Il capitolo 138 chiude l'invasione della Foglia mentre l'assalto di Orochimaru crolla ed egli si ritira, lasciando il Terzo Hokage morto dietro di sé. Tra le macerie, un esausto Naruto raggiunge un Gaara spezzato e offre comprensione invece di un colpo mortale, piantando il seme del cambiamento di Gaara.
Sia un Gaara sconfitto sia uno stremato Naruto crollano a terra alla fine del loro duello. Nelle vicinanze, anche la figura immobile del Terzo Hokage cade, e Orochimaru inveisce contro il suo vecchio maestro per avergli sigillato le braccia e averlo privato della capacità di intrecciare qualsiasi tecnica. Con l'offensiva contro il villaggio non più possibile, il Sannin si ritira insieme ai Quattro del Suono. Vedendo il loro capo ritirarsi, Baki e Kabuto riconoscono la sconfitta e si dileguano anch'essi.

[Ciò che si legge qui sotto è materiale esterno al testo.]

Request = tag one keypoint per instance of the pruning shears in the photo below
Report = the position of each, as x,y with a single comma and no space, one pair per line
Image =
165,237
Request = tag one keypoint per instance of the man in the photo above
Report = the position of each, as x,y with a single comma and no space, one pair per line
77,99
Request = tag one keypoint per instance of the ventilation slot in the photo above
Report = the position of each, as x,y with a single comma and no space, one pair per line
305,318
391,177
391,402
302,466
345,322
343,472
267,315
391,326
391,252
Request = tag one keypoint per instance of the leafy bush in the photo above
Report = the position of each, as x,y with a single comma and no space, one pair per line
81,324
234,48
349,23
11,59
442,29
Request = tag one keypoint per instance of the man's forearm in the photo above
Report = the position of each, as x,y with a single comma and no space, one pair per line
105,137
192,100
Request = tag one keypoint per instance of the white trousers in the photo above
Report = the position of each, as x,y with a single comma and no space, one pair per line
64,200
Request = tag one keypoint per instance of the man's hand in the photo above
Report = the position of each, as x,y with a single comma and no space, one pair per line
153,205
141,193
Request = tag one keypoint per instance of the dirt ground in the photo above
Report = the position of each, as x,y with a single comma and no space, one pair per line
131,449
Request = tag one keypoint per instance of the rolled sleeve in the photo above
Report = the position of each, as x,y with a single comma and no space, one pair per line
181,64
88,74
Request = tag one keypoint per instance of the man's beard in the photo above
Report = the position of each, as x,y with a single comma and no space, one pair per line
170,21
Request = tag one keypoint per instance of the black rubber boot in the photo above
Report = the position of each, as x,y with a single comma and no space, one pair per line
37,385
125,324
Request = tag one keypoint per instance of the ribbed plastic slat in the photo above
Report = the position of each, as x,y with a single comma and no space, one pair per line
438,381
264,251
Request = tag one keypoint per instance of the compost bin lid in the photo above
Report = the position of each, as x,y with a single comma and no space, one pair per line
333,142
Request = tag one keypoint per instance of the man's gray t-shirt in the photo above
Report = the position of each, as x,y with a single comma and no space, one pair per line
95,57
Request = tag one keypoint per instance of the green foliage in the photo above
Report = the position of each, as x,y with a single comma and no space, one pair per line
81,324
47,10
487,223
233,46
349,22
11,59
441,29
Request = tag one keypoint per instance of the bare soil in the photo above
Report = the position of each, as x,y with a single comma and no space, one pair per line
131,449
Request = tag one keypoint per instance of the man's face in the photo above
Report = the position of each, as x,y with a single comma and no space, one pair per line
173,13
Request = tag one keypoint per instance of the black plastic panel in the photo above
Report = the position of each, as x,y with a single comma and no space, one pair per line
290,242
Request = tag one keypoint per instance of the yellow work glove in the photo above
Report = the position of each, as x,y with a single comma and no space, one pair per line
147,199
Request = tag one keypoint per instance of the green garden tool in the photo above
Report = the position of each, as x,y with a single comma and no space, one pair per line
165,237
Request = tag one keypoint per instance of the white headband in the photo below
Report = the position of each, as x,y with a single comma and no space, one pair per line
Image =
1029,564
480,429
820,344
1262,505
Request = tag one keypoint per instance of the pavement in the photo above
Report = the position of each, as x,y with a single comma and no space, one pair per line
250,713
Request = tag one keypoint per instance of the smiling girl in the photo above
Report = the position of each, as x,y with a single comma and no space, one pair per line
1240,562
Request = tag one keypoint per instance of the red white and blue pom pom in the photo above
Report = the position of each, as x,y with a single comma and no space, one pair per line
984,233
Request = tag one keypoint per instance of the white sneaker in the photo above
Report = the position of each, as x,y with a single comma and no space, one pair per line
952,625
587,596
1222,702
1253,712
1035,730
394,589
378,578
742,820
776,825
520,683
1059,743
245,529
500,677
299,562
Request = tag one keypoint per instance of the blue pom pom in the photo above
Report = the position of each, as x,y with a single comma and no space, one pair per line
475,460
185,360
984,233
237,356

Temari raccoglie Kankurō mentre Sasuke verifica che Sakura sia illesa prima di precipitarsi da Naruto. Trascinandosi verso Gaara, Naruto incontra un avversario spaventato che si prepara a essere finito e implora di essere lasciato solo. Invece, Naruto offre solo comprensione, ammettendo che avrebbe potuto facilmente diventare lo stesso tipo di persona se non avesse mai trovato persone per cui combattere. Avverte, tuttavia, che qualsiasi danno arrecato a quei legami lo costringerebbe ad agire. Colpito dal modo in cui Naruto trae forza dal proteggere gli altri, Gaara rivolge la domanda al proprio cammino solitario. Mentre i suoi fratelli lo portano via, offre loro delle scuse che lasciano entrambi sbalorditi. Gli ultimi attaccanti si disperdono e gli shinobi della Foglia si raccolgono in silenzio attorno all'Hokage caduto.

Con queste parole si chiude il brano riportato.